Joe House, a lecturer at the University of Bristol, has not returned to work more than six months after her injury.

It started with a severe cough and difficulty breathing, but then it turned into severe fatigue and headache, before heart problems and muscle pain began.

“That day, I woke up, got very dizzy, and fainted and ended up in the emergency room,” she said.

Although her rapid pulse and shortness of breath improved slightly, her persistent symptoms still had a major impact on her and her family’s life.

Her partner Ashe also has symptoms that haven’t gone away. As a result, her teenage children had to do all the cooking and cleaning work.

“A lot of people are classified as having mild symptoms, but they are not really mild at all.

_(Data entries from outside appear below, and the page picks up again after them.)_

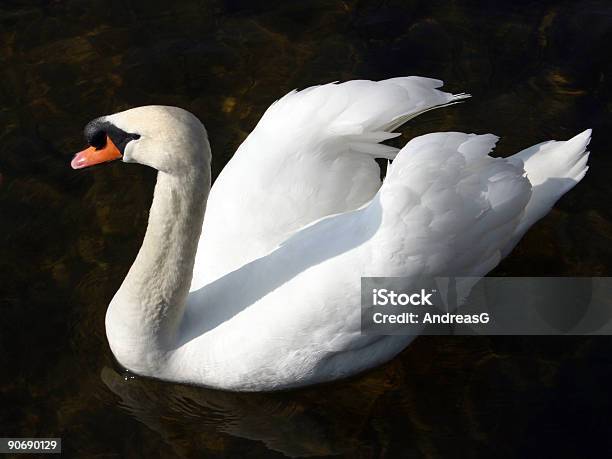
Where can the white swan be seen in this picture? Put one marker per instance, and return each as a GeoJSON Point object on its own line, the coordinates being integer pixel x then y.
{"type": "Point", "coordinates": [312, 154]}
{"type": "Point", "coordinates": [292, 317]}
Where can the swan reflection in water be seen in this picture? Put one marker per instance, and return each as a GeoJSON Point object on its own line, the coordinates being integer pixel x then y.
{"type": "Point", "coordinates": [305, 423]}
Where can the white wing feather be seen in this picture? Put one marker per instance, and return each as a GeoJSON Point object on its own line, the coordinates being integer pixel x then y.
{"type": "Point", "coordinates": [311, 155]}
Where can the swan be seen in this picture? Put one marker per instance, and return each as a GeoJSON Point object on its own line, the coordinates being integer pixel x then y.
{"type": "Point", "coordinates": [311, 155]}
{"type": "Point", "coordinates": [291, 317]}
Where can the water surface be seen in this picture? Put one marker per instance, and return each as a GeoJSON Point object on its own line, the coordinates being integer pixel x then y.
{"type": "Point", "coordinates": [537, 71]}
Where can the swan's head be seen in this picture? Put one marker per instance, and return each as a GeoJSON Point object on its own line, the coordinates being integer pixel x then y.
{"type": "Point", "coordinates": [169, 139]}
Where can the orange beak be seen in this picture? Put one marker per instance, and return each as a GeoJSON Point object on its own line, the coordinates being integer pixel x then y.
{"type": "Point", "coordinates": [91, 155]}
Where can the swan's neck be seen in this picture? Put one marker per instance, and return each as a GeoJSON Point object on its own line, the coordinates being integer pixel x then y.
{"type": "Point", "coordinates": [144, 316]}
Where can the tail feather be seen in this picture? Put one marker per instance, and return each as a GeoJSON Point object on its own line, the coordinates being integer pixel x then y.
{"type": "Point", "coordinates": [553, 168]}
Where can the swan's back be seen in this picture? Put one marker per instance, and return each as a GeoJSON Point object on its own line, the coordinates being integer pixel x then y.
{"type": "Point", "coordinates": [293, 317]}
{"type": "Point", "coordinates": [311, 155]}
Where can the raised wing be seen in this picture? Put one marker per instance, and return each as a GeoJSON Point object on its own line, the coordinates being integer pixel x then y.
{"type": "Point", "coordinates": [311, 155]}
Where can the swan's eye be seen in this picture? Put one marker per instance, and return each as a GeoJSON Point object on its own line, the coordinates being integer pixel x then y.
{"type": "Point", "coordinates": [99, 130]}
{"type": "Point", "coordinates": [98, 139]}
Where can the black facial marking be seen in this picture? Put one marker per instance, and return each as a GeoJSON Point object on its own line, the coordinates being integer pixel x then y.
{"type": "Point", "coordinates": [97, 130]}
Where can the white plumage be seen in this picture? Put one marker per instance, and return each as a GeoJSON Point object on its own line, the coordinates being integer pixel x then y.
{"type": "Point", "coordinates": [301, 215]}
{"type": "Point", "coordinates": [311, 155]}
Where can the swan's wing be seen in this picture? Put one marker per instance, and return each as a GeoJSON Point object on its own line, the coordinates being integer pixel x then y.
{"type": "Point", "coordinates": [311, 155]}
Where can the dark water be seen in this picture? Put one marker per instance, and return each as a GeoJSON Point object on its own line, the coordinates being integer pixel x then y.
{"type": "Point", "coordinates": [537, 71]}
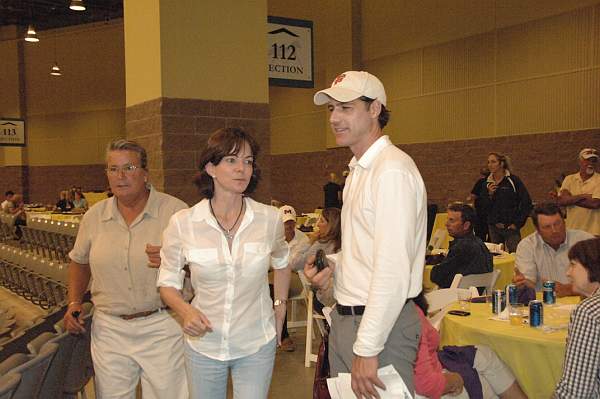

We need support,” she says.

Although Joe had pneumonia, she was never tested to see if she had the virus and had not been hospitalized.

“We both gave his will when we were very sick,” she said. “It was scary.”

The report calls for support in the community in addition to the recently announced comprehensive hospital clinics for those suffering from long-term symptoms of Covid.

He adds that it is possible that the ongoing Covid, has a disproportionate effect on certain groups, such as blacks or Asians as well as those with mental health problems or learning difficulties.

“Our goal is for healthcare services and their employees to use this review to better understand the experiences that patients can deal with, and to provide them with access to the treatment, care and support they need,” said Dr. Maxwell.